Para o pré-candidato do PDT ao governo do DF, deputado distrital Antonio Reguffe, uma aliança com o PSDB pode ser costurada, mas vai depender do consenso das propostas. "Acho que tem espaço para conversa. Agora, eu entendo que qualquer aliança tem que ser baseada na convergência de princípios e propostas. Sou contra fechar uma aliança apenas por se tratar de um nome. É preciso discutir e fechar um programa conjunto para apresentar ao eleitor", afirmou.

Reguffe evitou falar sobre ter simpatia ou não por Serra, mas afirmou que tem defendido para a sucessão presidencial um nome que possa ter um projeto de governo diferente dos assinados por petistas e tucanos.

"Como cidadão, defendo uma nova alternativa para o comando do país, um programa diferente do PT e do PSDB, mas eu tenho um profundo respeito pela história política, pela militância política do Serra. Quando foi deputado, ele lutou pela reforma política e defendeu o voto facultativo, como eu. Não tenho resistência [a uma aliança com o Serra]", disse.

Palanques no Rio
Além do Distrito Federal, os tucanos ainda enfrentam problemas para achar palanque para Serra no Rio de Janeiro e no Ceará. O lançamento da candidatura da senadora Marina Silva (PV-AC) tirou dos tucanos a possibilidade de formarem uma aliança com o deputado Fernando Gabeira (PV-RJ), que deve buscar uma vaga no Senado.
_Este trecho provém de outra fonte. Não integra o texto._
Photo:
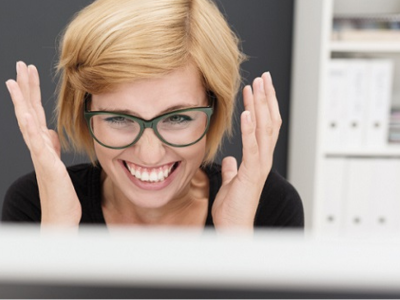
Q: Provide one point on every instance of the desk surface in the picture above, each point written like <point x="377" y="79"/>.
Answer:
<point x="284" y="262"/>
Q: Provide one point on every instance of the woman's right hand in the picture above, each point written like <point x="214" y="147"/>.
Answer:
<point x="59" y="202"/>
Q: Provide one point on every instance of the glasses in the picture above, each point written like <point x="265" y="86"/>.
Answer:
<point x="179" y="128"/>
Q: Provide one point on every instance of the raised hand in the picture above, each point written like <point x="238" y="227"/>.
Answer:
<point x="58" y="199"/>
<point x="237" y="200"/>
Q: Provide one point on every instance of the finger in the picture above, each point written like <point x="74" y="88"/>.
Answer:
<point x="273" y="105"/>
<point x="23" y="82"/>
<point x="35" y="96"/>
<point x="263" y="121"/>
<point x="248" y="100"/>
<point x="228" y="169"/>
<point x="17" y="98"/>
<point x="251" y="159"/>
<point x="55" y="142"/>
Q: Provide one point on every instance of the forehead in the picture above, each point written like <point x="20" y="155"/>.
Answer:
<point x="148" y="97"/>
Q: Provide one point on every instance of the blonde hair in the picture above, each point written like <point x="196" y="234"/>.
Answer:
<point x="112" y="42"/>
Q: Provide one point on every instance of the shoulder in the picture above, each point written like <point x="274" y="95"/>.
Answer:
<point x="22" y="201"/>
<point x="280" y="204"/>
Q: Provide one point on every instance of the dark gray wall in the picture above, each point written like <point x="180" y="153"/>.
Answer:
<point x="29" y="31"/>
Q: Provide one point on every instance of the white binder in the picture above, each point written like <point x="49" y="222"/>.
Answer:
<point x="356" y="102"/>
<point x="385" y="196"/>
<point x="335" y="110"/>
<point x="379" y="102"/>
<point x="334" y="190"/>
<point x="357" y="216"/>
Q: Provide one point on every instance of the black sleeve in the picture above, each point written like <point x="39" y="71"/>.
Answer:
<point x="280" y="204"/>
<point x="22" y="202"/>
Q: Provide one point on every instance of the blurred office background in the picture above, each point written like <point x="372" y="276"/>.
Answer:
<point x="30" y="30"/>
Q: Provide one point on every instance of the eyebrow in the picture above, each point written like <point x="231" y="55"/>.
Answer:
<point x="132" y="113"/>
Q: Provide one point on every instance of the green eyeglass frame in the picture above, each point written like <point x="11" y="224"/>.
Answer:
<point x="208" y="110"/>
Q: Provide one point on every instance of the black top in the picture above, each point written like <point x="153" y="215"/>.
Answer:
<point x="280" y="204"/>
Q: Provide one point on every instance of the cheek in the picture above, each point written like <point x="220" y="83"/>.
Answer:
<point x="105" y="155"/>
<point x="194" y="154"/>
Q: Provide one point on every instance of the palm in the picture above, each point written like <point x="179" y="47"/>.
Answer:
<point x="237" y="200"/>
<point x="59" y="202"/>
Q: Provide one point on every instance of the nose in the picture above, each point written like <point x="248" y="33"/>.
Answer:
<point x="149" y="148"/>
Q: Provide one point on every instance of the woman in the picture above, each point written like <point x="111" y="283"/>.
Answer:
<point x="147" y="90"/>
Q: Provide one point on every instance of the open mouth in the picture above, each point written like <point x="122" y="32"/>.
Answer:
<point x="157" y="174"/>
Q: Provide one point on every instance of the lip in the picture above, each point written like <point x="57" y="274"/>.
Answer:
<point x="151" y="186"/>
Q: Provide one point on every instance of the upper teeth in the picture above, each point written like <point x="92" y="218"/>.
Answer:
<point x="150" y="174"/>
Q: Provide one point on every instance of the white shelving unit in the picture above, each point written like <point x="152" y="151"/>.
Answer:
<point x="313" y="49"/>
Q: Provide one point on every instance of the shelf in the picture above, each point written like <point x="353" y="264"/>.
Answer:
<point x="389" y="151"/>
<point x="377" y="46"/>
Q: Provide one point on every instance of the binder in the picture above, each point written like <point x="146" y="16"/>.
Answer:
<point x="334" y="190"/>
<point x="356" y="100"/>
<point x="379" y="102"/>
<point x="385" y="196"/>
<point x="335" y="110"/>
<point x="357" y="212"/>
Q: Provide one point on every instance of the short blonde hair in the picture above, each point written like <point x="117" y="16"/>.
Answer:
<point x="112" y="42"/>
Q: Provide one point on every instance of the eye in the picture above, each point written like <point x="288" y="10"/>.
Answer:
<point x="117" y="120"/>
<point x="177" y="119"/>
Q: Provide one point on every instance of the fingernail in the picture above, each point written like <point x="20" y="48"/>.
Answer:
<point x="261" y="84"/>
<point x="268" y="76"/>
<point x="248" y="116"/>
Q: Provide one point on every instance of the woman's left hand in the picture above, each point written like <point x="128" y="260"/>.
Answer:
<point x="237" y="200"/>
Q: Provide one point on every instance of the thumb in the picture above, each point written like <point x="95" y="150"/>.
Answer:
<point x="55" y="141"/>
<point x="228" y="169"/>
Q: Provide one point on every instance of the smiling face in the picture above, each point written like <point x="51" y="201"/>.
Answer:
<point x="151" y="174"/>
Agora, os tucanos estão divididos entre defender uma candidatura própria, que poderia ser alçada pelos deputados Otávio Leite, Andreia Zito ou Marcelo Itagiba, ou apoiar o ex-prefeito Cesar Maia (DEM).

Os tucanos ainda trabalham para convencer o senador Tasso Jereissati a concorrer ao governo do Estado. Jereissati mandou recados ao partido de que não tem interesse no cargo. O Ceará é comandado pelo irmão de Ciro Gomes, antigo aliado e amigo de Tasso.